Laurent Schuh : Matière première
La compagnie française Les Arts et Mouvants débarque en ville pour nous offrir AbracadraVra! Le Grand Vivant, une création à participation citoyenne basée sur le principe du "cadavre exquis". Entretien avec l’âme du projet, Laurent Schuh.
Un cadavre exquis à l’échelle de la ville, voilà la proposition artistique de la compagnie Les Arts et Mouvants. Créée en 2007, à l’occasion du 30e anniversaire du Centre Pompidou à Paris, AbracadaVra! Le Grand Vivant a déjà foulé le bitume de plusieurs villes françaises dont Lyon, Limoges et Avignon.
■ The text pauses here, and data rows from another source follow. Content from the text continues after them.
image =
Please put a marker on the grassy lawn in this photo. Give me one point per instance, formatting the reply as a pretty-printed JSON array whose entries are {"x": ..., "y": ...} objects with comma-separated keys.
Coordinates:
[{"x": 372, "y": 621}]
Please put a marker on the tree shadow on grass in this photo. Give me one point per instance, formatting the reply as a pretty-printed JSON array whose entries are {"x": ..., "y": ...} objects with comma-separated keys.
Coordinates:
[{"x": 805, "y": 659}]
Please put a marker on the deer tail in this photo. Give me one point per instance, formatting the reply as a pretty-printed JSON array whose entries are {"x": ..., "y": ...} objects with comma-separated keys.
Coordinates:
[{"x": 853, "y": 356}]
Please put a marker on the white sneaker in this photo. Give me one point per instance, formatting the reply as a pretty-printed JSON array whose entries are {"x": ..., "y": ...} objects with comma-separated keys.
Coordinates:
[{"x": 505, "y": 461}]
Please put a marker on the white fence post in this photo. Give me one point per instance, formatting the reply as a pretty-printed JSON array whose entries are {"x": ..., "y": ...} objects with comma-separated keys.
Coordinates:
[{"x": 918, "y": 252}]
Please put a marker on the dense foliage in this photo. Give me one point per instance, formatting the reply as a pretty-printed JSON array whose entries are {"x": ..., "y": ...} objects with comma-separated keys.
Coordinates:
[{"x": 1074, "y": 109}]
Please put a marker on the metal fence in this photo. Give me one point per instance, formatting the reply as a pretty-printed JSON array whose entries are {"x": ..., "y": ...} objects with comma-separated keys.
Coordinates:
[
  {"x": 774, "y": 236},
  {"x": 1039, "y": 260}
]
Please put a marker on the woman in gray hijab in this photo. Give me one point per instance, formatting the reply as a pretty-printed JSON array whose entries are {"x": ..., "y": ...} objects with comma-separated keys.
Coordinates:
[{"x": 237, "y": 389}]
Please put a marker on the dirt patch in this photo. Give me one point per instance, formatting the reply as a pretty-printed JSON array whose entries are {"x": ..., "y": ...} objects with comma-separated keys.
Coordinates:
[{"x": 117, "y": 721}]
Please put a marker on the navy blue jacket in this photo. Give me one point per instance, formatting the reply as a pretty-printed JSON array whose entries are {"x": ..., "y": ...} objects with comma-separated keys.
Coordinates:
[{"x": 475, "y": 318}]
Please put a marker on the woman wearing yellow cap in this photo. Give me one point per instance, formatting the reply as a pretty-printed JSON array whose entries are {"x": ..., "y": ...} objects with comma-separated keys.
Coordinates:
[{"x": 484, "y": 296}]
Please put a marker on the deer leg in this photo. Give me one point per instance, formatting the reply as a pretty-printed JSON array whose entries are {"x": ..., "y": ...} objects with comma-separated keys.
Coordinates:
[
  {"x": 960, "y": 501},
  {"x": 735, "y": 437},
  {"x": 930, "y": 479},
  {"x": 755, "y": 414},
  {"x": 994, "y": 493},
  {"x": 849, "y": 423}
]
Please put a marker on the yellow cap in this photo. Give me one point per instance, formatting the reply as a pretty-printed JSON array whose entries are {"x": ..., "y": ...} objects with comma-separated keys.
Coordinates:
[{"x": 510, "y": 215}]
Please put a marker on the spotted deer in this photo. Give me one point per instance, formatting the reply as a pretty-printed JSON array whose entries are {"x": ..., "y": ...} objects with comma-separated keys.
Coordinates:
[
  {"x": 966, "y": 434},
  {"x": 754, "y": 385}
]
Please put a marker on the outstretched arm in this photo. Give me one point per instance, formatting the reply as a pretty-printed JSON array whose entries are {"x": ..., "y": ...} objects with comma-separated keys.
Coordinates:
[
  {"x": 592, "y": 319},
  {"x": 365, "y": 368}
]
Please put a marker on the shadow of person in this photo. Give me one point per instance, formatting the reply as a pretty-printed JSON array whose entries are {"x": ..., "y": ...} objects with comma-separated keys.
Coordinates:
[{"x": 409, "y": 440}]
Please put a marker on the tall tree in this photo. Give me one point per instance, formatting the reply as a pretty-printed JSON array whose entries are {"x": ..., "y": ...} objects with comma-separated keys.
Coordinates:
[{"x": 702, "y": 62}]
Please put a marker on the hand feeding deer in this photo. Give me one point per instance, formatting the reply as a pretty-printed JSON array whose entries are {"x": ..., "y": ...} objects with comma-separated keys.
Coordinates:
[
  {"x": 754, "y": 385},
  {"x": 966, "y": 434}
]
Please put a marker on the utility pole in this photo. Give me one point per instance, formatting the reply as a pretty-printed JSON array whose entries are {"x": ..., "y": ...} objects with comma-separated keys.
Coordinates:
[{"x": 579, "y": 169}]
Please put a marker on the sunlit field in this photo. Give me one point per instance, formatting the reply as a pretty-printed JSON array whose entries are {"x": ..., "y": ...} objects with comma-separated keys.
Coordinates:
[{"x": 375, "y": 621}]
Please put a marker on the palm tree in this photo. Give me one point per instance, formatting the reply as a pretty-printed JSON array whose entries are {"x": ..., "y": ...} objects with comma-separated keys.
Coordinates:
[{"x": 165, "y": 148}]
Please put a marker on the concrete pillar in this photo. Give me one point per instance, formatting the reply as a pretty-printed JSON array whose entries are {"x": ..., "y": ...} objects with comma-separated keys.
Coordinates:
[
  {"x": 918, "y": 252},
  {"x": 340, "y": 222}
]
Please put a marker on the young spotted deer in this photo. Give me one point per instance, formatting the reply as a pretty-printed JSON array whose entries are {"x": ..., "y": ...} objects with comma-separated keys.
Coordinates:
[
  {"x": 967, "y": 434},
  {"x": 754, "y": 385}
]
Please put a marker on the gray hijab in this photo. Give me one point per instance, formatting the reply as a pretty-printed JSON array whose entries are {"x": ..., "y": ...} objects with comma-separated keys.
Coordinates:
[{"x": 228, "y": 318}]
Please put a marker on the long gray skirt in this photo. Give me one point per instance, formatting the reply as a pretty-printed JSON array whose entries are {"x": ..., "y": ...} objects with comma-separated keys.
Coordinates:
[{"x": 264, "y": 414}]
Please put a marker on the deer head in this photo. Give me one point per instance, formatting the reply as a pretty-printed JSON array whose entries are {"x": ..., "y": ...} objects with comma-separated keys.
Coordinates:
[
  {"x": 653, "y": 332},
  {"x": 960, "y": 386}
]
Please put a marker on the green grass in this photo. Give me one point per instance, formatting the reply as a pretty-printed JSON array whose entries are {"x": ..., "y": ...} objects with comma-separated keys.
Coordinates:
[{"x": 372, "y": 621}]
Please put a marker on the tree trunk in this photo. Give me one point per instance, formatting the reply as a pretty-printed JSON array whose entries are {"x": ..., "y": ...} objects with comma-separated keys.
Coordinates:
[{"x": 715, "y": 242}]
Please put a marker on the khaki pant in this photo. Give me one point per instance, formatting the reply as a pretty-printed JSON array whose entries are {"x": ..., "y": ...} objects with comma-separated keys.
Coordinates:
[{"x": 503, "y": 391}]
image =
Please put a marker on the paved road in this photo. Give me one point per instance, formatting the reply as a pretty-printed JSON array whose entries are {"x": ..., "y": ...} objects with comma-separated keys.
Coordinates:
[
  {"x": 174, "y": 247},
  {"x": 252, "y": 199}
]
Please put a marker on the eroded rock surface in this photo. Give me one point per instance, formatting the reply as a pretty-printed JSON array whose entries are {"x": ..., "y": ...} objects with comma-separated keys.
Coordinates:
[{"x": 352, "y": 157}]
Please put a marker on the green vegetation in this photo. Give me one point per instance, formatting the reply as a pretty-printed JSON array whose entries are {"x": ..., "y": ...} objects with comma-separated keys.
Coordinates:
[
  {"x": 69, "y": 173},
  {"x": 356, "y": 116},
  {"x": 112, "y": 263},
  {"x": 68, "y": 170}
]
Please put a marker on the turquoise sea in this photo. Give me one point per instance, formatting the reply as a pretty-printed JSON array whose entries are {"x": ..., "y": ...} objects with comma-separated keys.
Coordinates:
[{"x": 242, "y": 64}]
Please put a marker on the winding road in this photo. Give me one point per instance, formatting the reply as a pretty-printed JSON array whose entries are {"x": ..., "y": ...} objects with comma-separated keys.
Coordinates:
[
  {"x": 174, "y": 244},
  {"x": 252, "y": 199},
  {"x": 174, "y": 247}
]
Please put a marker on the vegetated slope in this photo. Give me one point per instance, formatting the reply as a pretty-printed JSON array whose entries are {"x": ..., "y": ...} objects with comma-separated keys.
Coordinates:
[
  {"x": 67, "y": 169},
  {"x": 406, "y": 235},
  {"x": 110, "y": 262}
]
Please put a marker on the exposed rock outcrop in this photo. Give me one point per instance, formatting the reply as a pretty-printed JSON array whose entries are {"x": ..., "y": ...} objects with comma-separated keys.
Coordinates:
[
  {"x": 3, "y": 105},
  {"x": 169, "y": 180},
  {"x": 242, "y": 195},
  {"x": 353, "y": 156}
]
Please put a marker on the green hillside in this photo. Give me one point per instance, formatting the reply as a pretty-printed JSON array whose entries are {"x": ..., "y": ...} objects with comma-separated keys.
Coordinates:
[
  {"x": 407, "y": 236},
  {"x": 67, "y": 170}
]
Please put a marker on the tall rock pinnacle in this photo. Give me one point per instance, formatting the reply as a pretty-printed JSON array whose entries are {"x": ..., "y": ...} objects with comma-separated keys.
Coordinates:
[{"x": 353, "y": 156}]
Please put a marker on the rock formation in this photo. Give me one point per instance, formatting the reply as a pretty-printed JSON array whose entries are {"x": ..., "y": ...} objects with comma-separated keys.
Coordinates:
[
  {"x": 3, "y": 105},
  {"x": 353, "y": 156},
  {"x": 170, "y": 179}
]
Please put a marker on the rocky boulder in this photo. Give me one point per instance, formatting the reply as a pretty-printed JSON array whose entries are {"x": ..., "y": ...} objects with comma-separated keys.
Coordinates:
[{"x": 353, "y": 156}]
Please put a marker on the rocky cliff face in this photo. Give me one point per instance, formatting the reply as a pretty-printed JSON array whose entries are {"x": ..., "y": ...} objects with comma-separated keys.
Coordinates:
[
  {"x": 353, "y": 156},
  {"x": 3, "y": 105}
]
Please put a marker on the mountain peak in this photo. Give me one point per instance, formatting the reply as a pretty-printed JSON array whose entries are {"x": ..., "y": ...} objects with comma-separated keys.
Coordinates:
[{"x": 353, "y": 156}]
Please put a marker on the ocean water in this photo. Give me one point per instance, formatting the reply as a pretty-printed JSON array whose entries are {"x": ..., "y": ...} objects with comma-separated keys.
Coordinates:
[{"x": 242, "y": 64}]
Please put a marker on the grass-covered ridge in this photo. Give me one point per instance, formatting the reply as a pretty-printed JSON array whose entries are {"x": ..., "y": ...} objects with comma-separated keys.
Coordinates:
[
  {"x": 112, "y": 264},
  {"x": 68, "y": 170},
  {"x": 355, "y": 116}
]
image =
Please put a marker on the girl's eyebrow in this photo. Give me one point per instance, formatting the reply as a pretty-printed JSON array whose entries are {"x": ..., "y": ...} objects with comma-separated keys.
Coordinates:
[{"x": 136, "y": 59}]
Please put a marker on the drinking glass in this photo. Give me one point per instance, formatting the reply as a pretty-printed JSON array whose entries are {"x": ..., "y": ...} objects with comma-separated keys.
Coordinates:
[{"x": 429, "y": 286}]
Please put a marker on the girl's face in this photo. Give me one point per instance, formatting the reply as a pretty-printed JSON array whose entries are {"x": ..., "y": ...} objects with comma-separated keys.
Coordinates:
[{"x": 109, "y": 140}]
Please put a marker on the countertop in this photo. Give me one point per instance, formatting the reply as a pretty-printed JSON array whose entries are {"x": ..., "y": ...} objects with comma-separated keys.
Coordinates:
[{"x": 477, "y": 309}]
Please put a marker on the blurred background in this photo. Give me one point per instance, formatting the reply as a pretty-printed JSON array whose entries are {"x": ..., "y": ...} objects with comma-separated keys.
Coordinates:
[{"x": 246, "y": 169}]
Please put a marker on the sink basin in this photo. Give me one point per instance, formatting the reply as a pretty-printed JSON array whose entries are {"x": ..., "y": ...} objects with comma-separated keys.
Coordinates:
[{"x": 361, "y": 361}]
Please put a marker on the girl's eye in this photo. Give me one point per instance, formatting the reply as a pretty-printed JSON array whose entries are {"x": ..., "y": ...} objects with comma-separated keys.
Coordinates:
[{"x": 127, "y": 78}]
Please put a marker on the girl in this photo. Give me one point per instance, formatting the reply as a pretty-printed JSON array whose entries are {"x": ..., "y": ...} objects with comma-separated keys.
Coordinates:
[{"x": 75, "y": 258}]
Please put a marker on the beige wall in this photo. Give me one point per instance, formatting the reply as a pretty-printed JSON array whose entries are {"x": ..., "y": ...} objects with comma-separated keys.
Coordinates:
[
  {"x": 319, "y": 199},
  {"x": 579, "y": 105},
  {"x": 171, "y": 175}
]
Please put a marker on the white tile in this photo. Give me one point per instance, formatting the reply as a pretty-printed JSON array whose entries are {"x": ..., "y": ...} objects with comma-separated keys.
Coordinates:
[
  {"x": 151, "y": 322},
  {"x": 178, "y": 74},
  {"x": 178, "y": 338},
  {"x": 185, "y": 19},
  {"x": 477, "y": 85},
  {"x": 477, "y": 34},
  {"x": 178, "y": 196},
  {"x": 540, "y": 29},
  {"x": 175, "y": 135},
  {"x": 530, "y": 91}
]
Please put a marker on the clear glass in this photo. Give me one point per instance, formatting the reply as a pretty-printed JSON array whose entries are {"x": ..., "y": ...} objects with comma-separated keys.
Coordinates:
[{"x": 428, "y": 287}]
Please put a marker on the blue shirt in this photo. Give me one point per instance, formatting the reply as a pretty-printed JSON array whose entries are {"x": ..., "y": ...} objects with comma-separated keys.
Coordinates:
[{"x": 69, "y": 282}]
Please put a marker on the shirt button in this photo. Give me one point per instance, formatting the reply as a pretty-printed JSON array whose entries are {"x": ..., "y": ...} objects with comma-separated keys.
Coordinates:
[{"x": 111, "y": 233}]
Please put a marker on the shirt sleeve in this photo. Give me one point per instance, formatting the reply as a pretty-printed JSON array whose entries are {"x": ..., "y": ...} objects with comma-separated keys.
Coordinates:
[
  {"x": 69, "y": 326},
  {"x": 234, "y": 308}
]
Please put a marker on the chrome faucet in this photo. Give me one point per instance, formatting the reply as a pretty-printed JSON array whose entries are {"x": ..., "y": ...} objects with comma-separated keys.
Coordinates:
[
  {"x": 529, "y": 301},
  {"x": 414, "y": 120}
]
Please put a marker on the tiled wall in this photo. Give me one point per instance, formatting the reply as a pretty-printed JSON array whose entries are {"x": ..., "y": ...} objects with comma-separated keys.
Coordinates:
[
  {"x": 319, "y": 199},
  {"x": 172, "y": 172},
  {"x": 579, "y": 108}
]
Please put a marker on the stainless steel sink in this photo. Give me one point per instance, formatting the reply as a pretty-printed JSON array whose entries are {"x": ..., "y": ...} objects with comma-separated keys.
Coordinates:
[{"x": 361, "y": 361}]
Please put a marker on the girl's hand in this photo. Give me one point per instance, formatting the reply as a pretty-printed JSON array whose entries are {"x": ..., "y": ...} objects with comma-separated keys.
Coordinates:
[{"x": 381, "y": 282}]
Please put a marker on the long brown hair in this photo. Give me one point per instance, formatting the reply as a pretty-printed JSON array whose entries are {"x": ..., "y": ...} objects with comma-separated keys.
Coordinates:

Bibliothèque et Archives nationales du Québec et la Place des Arts présentent ces jours-ci, en première nord-américaine, l’insolite projet participatif de Laurent Schuh.
Placer l’ensemble d’une population en situation de création, c’est la vocation de ce spectacle qui prend forme en deux étapes: une cueillette de mots et une performance finale. Étalée sur une ou deux soirées, la première phase interpelle la force créatrice d’une population donnée autour d’une thématique définie. Sur un site spécialement aménagé pour l’occasion, les citoyens sont invités à pénétrer dans une petite maison qui contient un parchemin de 300 mètres enroulé sur lui-même.
"Sur un meuble, il y a un morceau de parchemin montrant le dernier mot visible de la phrase écrite par la personne précédente, explique Schuh. Ce dernier mot devient le premier de la phrase suivante. La participation du public se transforme ainsi en matière artistique". Cette façon de faire s’inspire directement du jeu collectif "cadavre exquis" inventé par les surréalistes au début du 20e siècle. Chaque participant doit ensuite prononcer son fragment de texte face à une caméra, en plan rapproché des lèvres, avant d’être invité à décorer le costume qui habillera l’acteur le soir du spectacle, soit le lendemain ou le surlendemain de cet amusant exercice.
La phrase géante qui résulte de cette moisson d’expressions individuelles est révélée au public via une performance orale réalisée par Schuh. "Avant que le parchemin ne soit lu, personne ne sait ce qu’il contient. Le texte révèle une photographie vivante liée à l’identité d’un territoire. Ce projet questionne le rapport de l’intime et du collectif et il engendre des histoires qui prennent des dimensions poétiques et politiques." Durant la lecture, le musicien québécois Jean Derome accompagne au saxophone la voix de Schuh.
L’auditoire assiste ensuite à la projection du film Bouche à bouches que la réalisatrice Elsa Devèze a conçu à l’aide des séquences précédemment enregistrées. "La succession des voix et des bouches de chaque participant donne un objet très particulier", commente Schuh. Finalement, le vidéographiste Laurent Foudrot reprend le film et le malaxe pour le présenter en même temps qu’une performance dansée, qui sera interprétée ici par la Montréalaise Alyson Wishnousky. "Ce spectacle, qui ne peut fonctionner qu’avec la masse, prouve de manière ludique que celle-ci est vivante, inattendue et porteuse de créativité", conclut Schuh.